Nairobi — A new pact has been signed between Kenya and the United Kingdom to facilitate the repatriation of proceeds of corruption and economic crimes.
The two nations also signed a security agreement that will see Kenyan security agencies benefit from a robust capability building programme.
Announcing the agreements during a joint media briefing with Prime Minister Theresa May on Thursday, President Uhuru Kenyatta said Kenya was keen on harnessing on existing trade and security pacts with the United Kingdom for the attainment of the Big Four development agenda.

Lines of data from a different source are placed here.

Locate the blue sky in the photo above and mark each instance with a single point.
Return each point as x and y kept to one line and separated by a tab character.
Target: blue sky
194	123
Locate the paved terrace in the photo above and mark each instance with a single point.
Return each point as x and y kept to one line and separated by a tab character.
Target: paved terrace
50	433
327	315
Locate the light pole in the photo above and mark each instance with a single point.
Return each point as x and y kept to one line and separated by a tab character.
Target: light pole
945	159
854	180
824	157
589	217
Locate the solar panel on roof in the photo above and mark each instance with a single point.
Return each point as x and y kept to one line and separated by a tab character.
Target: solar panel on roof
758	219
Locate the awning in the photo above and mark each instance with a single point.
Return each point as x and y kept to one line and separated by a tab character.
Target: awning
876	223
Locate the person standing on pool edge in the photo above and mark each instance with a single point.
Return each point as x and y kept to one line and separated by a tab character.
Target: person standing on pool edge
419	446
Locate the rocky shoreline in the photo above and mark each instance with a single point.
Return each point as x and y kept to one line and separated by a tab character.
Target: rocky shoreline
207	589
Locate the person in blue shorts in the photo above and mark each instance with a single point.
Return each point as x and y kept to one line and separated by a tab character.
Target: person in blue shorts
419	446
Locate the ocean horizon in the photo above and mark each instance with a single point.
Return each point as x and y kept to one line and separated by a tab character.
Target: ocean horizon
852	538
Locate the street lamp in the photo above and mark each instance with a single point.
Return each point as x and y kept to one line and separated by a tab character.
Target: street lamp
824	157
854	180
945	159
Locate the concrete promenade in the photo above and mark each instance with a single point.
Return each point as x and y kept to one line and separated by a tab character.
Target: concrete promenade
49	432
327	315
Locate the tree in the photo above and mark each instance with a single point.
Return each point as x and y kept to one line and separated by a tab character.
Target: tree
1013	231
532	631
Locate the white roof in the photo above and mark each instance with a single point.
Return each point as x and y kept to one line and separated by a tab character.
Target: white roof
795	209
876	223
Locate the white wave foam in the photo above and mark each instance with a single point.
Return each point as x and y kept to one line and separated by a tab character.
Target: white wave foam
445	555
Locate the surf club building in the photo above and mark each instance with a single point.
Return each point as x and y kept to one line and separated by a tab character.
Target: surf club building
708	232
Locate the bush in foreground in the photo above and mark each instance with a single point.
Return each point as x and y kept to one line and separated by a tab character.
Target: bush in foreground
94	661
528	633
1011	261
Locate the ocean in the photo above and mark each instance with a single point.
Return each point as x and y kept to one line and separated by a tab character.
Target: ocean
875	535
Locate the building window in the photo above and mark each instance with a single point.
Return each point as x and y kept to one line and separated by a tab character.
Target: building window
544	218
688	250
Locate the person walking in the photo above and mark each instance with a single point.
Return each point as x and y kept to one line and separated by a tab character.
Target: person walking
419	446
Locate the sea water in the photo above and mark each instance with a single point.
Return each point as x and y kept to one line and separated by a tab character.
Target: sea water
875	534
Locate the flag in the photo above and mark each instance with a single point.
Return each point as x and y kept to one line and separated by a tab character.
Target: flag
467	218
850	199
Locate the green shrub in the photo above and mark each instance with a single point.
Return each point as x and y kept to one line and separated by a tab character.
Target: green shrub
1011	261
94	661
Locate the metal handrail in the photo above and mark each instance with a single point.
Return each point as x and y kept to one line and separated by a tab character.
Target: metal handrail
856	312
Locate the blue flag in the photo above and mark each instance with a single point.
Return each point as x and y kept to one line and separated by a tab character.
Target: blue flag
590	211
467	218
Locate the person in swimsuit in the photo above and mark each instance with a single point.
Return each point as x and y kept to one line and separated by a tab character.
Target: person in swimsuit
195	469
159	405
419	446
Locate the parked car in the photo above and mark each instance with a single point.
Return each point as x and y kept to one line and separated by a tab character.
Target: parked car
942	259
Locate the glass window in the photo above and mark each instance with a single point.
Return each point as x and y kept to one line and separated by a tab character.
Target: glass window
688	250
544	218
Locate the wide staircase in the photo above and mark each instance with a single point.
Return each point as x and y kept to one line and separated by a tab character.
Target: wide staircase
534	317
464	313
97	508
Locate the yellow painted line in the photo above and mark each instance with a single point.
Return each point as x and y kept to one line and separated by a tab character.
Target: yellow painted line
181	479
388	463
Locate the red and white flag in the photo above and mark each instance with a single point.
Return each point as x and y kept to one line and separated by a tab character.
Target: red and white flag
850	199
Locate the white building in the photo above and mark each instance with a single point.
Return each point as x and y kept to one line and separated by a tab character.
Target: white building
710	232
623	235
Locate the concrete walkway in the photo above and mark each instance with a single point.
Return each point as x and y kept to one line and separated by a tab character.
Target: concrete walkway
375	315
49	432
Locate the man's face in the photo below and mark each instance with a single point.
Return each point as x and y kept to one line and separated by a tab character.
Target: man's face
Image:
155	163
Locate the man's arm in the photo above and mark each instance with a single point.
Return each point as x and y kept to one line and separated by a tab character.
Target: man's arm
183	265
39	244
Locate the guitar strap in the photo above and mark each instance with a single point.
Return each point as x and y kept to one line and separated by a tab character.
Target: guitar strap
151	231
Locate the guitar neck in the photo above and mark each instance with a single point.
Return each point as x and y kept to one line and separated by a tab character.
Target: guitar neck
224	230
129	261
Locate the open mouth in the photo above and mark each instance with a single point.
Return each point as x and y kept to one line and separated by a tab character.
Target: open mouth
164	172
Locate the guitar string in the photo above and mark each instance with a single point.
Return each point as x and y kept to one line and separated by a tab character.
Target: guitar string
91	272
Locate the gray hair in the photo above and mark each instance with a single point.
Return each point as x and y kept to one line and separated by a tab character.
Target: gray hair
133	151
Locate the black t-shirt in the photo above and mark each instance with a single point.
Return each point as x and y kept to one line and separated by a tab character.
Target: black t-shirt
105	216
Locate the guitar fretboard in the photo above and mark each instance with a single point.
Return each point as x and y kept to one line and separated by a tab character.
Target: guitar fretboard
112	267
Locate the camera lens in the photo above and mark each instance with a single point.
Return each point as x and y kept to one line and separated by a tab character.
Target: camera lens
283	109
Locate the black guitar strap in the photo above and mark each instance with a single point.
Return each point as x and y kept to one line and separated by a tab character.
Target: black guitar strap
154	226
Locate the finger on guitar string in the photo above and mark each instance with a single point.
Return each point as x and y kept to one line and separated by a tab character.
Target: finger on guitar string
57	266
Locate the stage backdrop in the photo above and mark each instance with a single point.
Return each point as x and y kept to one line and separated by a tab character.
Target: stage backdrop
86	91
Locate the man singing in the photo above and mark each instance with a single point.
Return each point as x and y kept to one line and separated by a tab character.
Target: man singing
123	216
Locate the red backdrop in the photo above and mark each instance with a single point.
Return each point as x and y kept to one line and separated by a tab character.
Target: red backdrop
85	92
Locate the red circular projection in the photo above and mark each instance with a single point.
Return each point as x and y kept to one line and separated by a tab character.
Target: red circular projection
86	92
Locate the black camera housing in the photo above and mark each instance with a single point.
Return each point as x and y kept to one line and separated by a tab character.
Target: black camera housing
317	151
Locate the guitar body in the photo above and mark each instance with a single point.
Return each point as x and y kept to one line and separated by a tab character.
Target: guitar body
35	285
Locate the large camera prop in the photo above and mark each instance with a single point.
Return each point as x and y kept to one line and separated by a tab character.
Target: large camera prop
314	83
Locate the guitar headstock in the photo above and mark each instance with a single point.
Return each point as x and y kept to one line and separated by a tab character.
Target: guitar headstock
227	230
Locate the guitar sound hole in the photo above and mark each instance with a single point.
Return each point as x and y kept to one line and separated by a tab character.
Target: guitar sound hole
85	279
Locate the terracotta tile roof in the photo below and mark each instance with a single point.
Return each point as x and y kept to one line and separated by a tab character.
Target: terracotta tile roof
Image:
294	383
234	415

"Fighting corruption is an important aspect of my legacy programme together with the unity of the country and the attainment of our Big Four centered on investment in housing, manufacturing, food security, and universal health," he said.
"Depriving people of the proceeds of crime is one major detriment against this vice and we're determined to make it painfully unrewarding and expensive to get involved in corruption in Kenya," President Kenyatta pointed out.
Speaking at the joint media briefing, May said the United Kingdom will align its expertise, investments, and aid programs with the Big Four agenda.
"The UK is already the largest investor in Kenya and I have set out this week our ambition to be the G7's largest investor in Africa by 2022," she said.
As part of efforts to combat terrorism in the region, May said she would soon authorize a new funding deal for the African Union Mission in Somalia (AMISOM) troops in Somalia as it seeks to support Kenya in the fight against terrorism.
"The UK continues to support the commitment of brave Kenyan soldiers fighting in Somalia against the Al-Shabaab and I'll announce a new package of funding to support the AMISOM," she said.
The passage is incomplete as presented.